# Tablets



## Transk53 (Apr 19, 2014)

Hi Peeps, I will soon be in the market for tablet. I do not want a iPad though, just a 10" tablet with preferably Android 4.3.x (Jelly Bean) or 4.4 (KitKat). Do any of you peeps have a tablet with these specs and what is it like. Usage will be for light surfing and MP3/4's. Could anybody recommend a non owned model also?


----------



## bluewaveschool (Apr 19, 2014)

Get a Galaxy.  Wife has an old Tab 2 (7in running Android 4.0) that has been great, done everything, going strong after 2+ years.  I'm upgrading her this summer to a 10" tablet.


----------



## Transk53 (Apr 20, 2014)

bluewaveschool said:


> Get a Galaxy.  Wife has an old Tab 2 (7in running Android 4.0) that has been great, done everything, going strong after 2+ years.  I'm upgrading her this summer to a 10" tablet.



Thanks, I'll have a looksie at that.


----------



## Carol (Apr 21, 2014)

The Galaxy is a sweet device.  I have an iPad, but if I were looking for an Android tablet, I'd personally go with the Galaxy.

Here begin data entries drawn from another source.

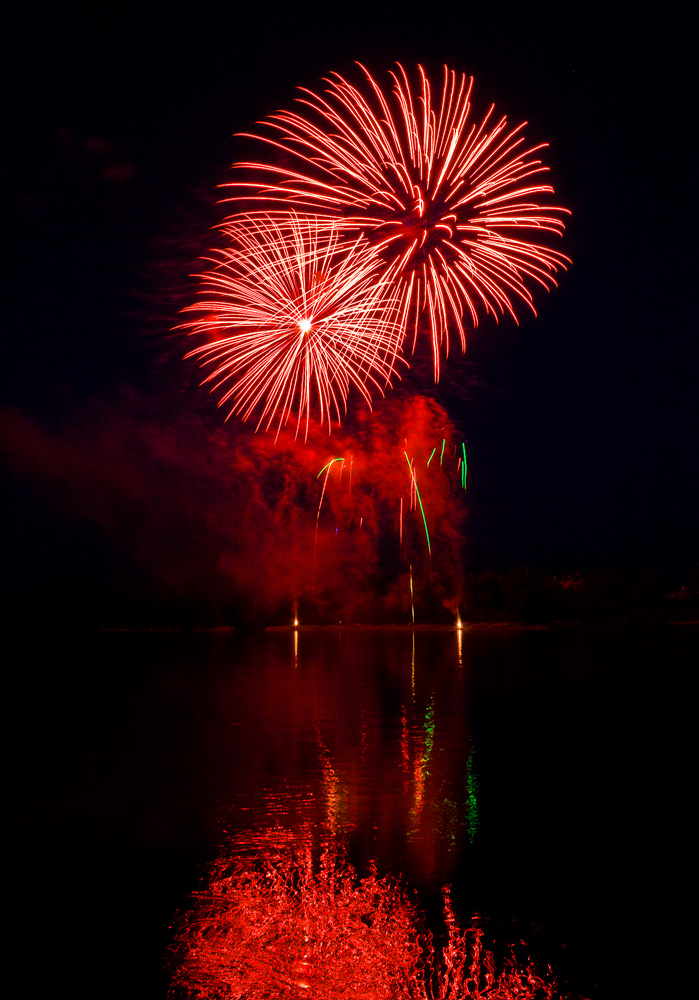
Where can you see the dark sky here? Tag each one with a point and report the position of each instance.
(581, 424)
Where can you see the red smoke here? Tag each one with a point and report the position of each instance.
(236, 518)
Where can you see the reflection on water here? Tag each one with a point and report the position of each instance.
(353, 745)
(282, 917)
(371, 732)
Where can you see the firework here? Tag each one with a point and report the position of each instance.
(290, 322)
(448, 204)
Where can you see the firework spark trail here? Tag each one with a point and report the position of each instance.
(448, 205)
(419, 500)
(326, 469)
(292, 319)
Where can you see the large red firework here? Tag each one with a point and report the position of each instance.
(291, 320)
(449, 205)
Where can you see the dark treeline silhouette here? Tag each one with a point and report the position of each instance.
(520, 596)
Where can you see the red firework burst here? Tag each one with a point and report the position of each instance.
(448, 205)
(292, 317)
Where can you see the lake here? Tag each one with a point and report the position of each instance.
(544, 776)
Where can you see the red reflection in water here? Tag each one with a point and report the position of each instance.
(275, 923)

Go with Kit Kat, if possible.  Google and the manufacturers pick and choose which devices will get what updates; the operating system that you buy might be what you run for the life of the device.   My Motorola phone, for example, runs Jelly Bean, but Motorola has confirmed it will not be upgraded to Kit Kat.


----------



## Transk53 (Apr 22, 2014)

Carol said:


> The Galaxy is a sweet device.  I have an iPad, but if I were looking for an Android tablet, I'd personally go with the Galaxy.
> 
> Go with Kit Kat, if possible.  Google and the manufacturers pick and choose which devices will get what updates; the operating system that you buy might be what you run for the life of the device.   My Motorola phone, for example, runs Jelly Bean, but Motorola has confirmed it will not be upgraded to Kit Kat.

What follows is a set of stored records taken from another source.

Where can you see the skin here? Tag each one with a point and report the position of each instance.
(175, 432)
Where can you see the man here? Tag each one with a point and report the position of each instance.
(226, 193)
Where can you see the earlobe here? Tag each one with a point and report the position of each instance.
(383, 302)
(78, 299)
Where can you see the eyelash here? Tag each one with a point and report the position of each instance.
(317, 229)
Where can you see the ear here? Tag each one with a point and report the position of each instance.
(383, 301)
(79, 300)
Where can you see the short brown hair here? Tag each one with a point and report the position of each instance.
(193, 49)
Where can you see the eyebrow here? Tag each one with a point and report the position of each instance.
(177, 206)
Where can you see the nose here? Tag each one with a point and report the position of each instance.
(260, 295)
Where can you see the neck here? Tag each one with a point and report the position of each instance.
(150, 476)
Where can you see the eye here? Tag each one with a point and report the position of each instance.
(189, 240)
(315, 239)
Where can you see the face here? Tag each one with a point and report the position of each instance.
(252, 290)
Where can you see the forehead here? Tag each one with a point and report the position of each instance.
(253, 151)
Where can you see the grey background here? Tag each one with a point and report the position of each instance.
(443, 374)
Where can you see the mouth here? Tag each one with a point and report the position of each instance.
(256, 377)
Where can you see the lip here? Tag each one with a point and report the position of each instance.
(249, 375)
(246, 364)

Always been the same with Android devices. Should have a Core I5 lappy soon, so I may veer towards a Windows based OS tablet if that does not happen.


----------



## jezr74 (Apr 22, 2014)

Transk53 said:


> Always been the same with Android devices. Should have a Core I5 lappy soon, so I may veer towards a Windows based OS tablet if that does not happen.

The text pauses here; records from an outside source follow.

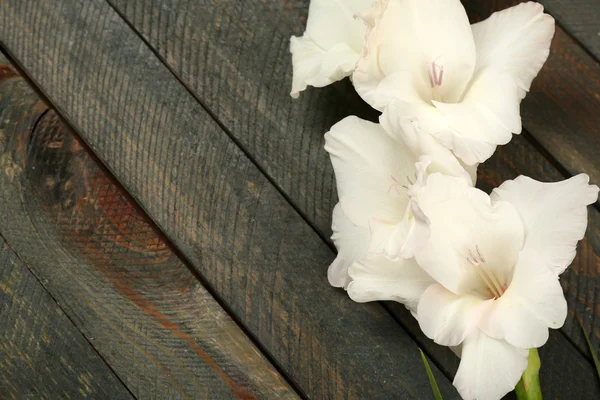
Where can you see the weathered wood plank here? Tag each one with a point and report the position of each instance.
(561, 110)
(42, 354)
(144, 311)
(238, 85)
(580, 18)
(256, 252)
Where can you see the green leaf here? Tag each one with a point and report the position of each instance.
(594, 354)
(528, 387)
(436, 391)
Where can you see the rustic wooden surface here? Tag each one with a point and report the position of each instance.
(221, 58)
(42, 354)
(581, 18)
(143, 310)
(561, 110)
(235, 62)
(241, 235)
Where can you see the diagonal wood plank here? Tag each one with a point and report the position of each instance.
(116, 277)
(580, 18)
(561, 110)
(227, 58)
(256, 252)
(42, 354)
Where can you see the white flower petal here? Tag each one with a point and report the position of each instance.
(463, 222)
(489, 368)
(377, 278)
(533, 302)
(447, 318)
(515, 40)
(401, 240)
(412, 36)
(330, 47)
(371, 169)
(316, 67)
(351, 242)
(487, 116)
(554, 215)
(420, 142)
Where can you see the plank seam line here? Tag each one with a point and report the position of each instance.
(280, 190)
(35, 124)
(553, 161)
(63, 311)
(174, 248)
(562, 170)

I have a surface pro 2, is fantastic. Also have 4 different smart phones and iPad, Nexus 7, Nabi etc.. But I tend to only use the surface these days when want it for more than 10 minutes, and my windows phone when doing a quick lookup.


----------



## jks9199 (Apr 22, 2014)

Carol said:


> The Galaxy is a sweet device.  I have an iPad, but if I were looking for an Android tablet, I'd personally go with the Galaxy.
> 
> Go with Kit Kat, if possible.  Google and the manufacturers pick and choose which devices will get what updates; the operating system that you buy might be what you run for the life of the device.   My Motorola phone, for example, runs Jelly Bean, but Motorola has confirmed it will not be upgraded to Kit Kat.





Transk53 said:


> Always been the same with Android devices. Should have a Core I5 lappy soon, so I may veer towards a Windows based OS tablet if that does not happen.



You can always root an Android device, and go with the version you choose...  if you don't mind voiding warranties.


----------



## Transk53 (Apr 22, 2014)

jks9199 said:
			
		

> You can always root an Android device, and go with the version you choose... if you don't mind voiding warranties.​



Nope. Being an Overclocker, that word is somewhat rude lol


----------